Ni esas viejas fotografías que ahora reposaban sobre la cama, ni el recuerdo de sus gestos o de sus ideas, parecían ahora suficientes para armar la imagen que Gabriella necesitaba para comprender lo que había sucedido en estos últimos meses. Sólo contaba —como siempre— con fragmentos, destellos, espasmos que se resistían a una estructura, que no dejaban traslucir la verdad; una verdad que, de alguna forma (así lo presentía), estaba escondida detrás de ese aparente caos que Federico había dejado tras su desaparición.

Gabriella se levantó de la cama donde un momento antes había encontrado la gabardina y se dirigió al baño.

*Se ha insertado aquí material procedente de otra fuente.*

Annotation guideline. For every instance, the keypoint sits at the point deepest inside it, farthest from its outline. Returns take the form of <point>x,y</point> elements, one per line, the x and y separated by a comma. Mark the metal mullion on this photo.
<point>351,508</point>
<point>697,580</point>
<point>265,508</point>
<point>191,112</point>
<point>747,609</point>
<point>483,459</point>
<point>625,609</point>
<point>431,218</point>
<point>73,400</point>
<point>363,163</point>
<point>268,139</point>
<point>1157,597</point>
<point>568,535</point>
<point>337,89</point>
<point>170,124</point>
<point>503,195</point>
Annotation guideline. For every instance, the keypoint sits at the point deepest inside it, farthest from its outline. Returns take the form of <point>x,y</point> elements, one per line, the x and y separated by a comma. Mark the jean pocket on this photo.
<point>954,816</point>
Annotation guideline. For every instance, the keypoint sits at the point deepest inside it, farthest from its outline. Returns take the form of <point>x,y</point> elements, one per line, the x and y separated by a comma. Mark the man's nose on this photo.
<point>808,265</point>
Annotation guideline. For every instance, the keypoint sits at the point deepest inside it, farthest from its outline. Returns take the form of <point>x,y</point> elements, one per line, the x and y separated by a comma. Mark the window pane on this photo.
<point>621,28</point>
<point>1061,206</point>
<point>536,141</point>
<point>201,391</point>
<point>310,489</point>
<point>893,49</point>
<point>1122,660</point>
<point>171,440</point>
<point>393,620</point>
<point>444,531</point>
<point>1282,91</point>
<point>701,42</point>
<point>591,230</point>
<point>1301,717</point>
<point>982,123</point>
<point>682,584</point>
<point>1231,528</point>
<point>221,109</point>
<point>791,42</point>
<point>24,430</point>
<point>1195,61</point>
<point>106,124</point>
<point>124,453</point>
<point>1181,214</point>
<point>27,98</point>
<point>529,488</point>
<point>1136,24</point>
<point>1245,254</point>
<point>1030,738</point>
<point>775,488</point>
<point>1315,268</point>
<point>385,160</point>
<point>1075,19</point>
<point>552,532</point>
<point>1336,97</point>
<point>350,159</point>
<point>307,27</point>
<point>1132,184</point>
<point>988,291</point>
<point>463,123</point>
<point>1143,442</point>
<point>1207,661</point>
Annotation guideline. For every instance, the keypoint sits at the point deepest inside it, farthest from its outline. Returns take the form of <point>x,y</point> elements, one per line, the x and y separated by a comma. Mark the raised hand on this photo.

Entonces descubrió una mujer deforme reflejada en la luna del espejo y sintió horror: ¿cómo explicar que esa mujer había sido la misma muchacha virginal que unos meses antes se había enamorado locamente de su profesor? ¿Qué hacer con la molesta sensación de haber cambiado de piel como las serpientes? ¿Cómo entender que esta piel hinchada y tensa marcada por estrías que revelaban el esfuerzo para retener al ser que ahora la habitaba silencioso— había sido la misma que Federico horadó con tanto amor aquella remota noche de la cena?